Desde 2007, grupos de servidores têm ajuizado ações pleiteando o reajuste sob o argumento de que a Lei 10.698/2003 concedeu a todos os servidores dos Três Poderes vantagem pecuniária individual (VPI) de R$ 59,87. A alegação é a de que a fixação de valor único para todas as categorias de servidores resultou em percentuais diferentes de aumento conforme os vencimentos de cada uma. Os 13,23% correspondem ao que esse valor representou nos menores vencimentos.

Na reclamação relativa aos servidores da Justiça Federal em Pernambuco, a União alegou que decisão do STJ violou as Súmulas Vinculantes 10, que trata da cláusula de reserva de plenário, e 37, que veda ao Judiciário a concessão de aumento de vencimentos de servidores públicos com fundamento no princípio da isonomia. Já na segunda ação, a União sustentou ofensa apenas à Súmula Vinculante 37, uma vez que a decisão do STJ referente a seus servidores foi tomada em processo administrativo.

Ao deferir liminar nos novos pedidos, o ministro Barroso assinalou que a matéria de fundo já foi objeto de algumas decisões do STF no sentido do não pagamento da parcela. “As decisões partiram claramente da ideia de violação à isonomia entre os servidores federais de diferentes carreiras”, afirmou, lembrando que é justamente isso que a Súmula Vinculante 37 busca impedir.

MinC
Em outra decisão, o ministro Gilmar Mendes julgou procedente a RCL 23563, também ajuizada pela União, contra decisão do STJ relativa ao pagamento da parcela aos servidores do Ministério da Cultura (MinC) representados pelo Sindicato dos Servidores Públicos Federais do Distrito Federal. Ele confirmou liminar concedida anteriormente para suspender o pagamento, e determinou que o STJ profira nova decisão com a observância das Súmulas Vinculantes 10 e 37.

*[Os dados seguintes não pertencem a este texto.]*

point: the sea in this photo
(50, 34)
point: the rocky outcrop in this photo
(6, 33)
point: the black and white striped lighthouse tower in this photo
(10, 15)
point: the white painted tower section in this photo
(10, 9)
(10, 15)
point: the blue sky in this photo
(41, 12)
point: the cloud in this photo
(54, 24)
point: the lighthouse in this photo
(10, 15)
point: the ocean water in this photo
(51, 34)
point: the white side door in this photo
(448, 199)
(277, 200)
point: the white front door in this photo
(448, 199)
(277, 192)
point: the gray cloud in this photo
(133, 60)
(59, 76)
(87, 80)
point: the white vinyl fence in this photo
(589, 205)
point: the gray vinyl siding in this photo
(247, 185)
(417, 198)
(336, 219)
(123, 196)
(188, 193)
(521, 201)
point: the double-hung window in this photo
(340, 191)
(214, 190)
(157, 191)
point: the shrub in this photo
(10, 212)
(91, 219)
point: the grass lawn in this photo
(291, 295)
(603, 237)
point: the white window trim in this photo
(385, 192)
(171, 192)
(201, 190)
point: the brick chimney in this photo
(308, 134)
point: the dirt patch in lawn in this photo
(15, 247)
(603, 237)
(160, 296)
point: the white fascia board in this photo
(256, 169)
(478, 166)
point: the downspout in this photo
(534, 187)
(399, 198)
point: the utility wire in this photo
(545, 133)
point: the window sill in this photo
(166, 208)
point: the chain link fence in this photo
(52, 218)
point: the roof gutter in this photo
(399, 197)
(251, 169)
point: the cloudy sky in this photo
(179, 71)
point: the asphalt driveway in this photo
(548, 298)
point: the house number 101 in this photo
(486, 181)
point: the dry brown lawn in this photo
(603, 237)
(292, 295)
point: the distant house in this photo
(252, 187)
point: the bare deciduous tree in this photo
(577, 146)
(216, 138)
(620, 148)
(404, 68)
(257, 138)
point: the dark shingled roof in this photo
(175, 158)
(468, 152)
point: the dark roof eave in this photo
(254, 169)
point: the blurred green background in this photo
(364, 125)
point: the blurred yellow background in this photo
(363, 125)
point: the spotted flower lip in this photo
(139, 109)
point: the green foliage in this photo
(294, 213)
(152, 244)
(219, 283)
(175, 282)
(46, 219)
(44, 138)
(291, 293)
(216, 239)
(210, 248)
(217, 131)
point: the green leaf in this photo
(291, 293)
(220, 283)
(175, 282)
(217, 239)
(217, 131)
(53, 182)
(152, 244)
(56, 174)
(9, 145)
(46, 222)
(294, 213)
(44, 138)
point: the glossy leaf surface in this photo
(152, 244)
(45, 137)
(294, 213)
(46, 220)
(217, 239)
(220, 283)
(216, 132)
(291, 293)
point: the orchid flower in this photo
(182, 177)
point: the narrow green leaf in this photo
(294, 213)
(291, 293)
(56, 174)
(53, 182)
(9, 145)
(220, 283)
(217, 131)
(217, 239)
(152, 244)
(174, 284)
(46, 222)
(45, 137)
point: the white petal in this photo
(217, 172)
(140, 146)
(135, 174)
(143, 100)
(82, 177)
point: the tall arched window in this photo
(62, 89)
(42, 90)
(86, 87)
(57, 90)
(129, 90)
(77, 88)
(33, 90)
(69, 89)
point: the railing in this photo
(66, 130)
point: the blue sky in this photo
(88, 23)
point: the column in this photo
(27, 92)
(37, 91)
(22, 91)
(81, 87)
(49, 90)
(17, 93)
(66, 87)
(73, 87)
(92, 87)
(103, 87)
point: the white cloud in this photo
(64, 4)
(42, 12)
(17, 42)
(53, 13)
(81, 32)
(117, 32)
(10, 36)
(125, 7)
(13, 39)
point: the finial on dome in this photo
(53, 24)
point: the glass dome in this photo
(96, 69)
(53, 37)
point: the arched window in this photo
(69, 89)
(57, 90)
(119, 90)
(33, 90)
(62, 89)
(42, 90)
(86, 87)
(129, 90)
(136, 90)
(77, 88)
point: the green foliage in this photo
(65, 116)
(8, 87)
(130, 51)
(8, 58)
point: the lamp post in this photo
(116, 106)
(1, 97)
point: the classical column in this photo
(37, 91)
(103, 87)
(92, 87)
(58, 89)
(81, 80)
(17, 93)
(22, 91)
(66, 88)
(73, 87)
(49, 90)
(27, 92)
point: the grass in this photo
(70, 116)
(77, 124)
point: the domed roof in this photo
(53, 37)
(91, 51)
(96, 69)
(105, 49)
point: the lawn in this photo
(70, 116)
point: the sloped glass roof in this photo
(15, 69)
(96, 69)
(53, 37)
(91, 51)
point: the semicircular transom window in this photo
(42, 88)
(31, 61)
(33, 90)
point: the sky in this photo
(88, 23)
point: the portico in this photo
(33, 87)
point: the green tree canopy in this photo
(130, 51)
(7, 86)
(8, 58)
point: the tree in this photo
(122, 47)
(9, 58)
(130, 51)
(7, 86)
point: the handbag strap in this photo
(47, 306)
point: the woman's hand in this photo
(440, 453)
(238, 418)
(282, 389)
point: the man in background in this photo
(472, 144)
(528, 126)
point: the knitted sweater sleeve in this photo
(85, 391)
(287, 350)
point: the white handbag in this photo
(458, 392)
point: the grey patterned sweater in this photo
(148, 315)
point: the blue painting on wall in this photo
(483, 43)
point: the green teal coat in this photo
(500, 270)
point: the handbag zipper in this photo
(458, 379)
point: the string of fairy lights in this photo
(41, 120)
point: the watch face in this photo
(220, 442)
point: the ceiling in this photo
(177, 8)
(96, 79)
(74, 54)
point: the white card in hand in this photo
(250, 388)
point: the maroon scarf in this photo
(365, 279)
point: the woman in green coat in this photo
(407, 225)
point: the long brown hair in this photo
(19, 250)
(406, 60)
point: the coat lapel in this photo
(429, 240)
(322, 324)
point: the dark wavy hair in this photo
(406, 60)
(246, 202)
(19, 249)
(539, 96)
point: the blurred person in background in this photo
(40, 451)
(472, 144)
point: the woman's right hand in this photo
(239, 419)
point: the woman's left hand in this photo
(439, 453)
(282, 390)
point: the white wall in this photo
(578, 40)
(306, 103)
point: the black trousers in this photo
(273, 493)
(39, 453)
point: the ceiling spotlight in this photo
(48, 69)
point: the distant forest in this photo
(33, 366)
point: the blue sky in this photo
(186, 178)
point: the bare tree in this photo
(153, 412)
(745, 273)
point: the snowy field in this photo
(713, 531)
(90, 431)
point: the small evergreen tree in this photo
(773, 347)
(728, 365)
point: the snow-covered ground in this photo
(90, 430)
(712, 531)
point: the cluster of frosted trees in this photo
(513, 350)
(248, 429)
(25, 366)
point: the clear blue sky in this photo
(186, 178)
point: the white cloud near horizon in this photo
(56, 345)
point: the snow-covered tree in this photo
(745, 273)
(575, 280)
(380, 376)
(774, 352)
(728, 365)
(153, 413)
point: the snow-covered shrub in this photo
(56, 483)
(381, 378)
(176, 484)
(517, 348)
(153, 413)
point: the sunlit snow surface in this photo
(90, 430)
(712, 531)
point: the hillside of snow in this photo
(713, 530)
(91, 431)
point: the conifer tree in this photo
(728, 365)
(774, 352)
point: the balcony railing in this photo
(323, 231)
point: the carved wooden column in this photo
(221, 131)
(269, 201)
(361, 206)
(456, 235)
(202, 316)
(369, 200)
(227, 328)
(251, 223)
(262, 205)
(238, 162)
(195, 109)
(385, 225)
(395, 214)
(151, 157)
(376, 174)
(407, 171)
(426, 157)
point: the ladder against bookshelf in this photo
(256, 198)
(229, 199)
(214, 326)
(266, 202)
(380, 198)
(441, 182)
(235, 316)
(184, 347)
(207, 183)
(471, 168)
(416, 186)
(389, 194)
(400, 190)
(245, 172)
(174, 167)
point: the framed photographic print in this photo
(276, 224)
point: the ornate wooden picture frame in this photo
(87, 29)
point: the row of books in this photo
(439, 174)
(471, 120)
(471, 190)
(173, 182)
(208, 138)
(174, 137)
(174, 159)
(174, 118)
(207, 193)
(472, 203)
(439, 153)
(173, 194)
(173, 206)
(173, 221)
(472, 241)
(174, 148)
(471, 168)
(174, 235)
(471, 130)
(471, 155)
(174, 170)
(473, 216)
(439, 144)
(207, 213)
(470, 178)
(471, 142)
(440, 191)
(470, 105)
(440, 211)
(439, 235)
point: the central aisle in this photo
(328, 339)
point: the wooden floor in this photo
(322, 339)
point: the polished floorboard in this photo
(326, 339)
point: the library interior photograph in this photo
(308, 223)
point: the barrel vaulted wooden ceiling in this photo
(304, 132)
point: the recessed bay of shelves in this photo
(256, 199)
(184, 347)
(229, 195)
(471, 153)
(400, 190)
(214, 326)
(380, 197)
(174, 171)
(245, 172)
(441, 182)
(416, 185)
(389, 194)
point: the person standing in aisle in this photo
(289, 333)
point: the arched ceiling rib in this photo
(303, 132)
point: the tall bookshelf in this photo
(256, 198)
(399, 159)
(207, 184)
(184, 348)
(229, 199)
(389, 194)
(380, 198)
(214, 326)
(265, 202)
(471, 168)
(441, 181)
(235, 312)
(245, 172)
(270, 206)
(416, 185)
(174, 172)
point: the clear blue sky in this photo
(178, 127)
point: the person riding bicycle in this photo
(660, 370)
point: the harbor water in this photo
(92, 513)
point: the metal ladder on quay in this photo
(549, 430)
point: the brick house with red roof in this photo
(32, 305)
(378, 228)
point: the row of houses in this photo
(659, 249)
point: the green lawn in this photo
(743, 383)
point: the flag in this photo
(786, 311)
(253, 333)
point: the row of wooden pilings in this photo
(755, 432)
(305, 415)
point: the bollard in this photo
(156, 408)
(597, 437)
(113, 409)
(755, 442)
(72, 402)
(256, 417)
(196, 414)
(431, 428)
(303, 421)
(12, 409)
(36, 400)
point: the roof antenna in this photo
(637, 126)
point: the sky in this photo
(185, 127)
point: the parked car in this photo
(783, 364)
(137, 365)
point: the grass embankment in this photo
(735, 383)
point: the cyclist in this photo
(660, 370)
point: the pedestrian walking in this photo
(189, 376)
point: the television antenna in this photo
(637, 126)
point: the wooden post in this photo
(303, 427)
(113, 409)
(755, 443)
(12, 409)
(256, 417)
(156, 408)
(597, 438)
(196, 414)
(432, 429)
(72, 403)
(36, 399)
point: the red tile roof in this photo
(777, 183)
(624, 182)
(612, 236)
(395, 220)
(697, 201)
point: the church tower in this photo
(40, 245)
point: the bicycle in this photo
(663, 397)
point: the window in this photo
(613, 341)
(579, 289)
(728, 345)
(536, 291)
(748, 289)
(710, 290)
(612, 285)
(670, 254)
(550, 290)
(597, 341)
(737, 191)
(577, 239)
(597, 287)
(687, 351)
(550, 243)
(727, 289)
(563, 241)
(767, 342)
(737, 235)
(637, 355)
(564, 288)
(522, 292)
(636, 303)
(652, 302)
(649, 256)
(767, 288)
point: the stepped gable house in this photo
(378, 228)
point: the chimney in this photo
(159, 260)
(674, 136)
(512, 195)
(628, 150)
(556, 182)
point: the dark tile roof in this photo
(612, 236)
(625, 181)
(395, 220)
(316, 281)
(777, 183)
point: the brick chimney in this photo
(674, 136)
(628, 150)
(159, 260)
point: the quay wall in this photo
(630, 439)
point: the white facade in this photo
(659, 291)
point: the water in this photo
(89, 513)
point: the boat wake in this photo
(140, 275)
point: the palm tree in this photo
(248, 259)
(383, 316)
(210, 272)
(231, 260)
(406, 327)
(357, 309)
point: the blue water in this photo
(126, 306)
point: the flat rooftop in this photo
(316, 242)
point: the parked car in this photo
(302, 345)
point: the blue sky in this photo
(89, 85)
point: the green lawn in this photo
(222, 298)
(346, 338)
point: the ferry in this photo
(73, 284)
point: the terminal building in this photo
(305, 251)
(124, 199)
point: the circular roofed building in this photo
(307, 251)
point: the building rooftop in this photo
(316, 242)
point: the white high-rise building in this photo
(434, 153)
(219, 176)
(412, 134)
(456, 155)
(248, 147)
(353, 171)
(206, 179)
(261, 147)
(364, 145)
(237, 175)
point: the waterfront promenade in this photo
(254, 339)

O ministro Gilmar Mendes foi o relator da primeira decisão de mérito do STF sobre a matéria – a Reclamação 14872, que teve como origem ação ajuizada em 2007 pela Associação Nacional dos Servidores da Justiça do Trabalho (Anajustra). No julgamento da RCL, em maio deste ano, a Segunda Turma do STF entendeu que a concessão da parcela, por decisão judicial, sem o devido amparo legal e observação ao princípio da reserva de plenário, viola as Súmulas Vinculantes 10 e 37.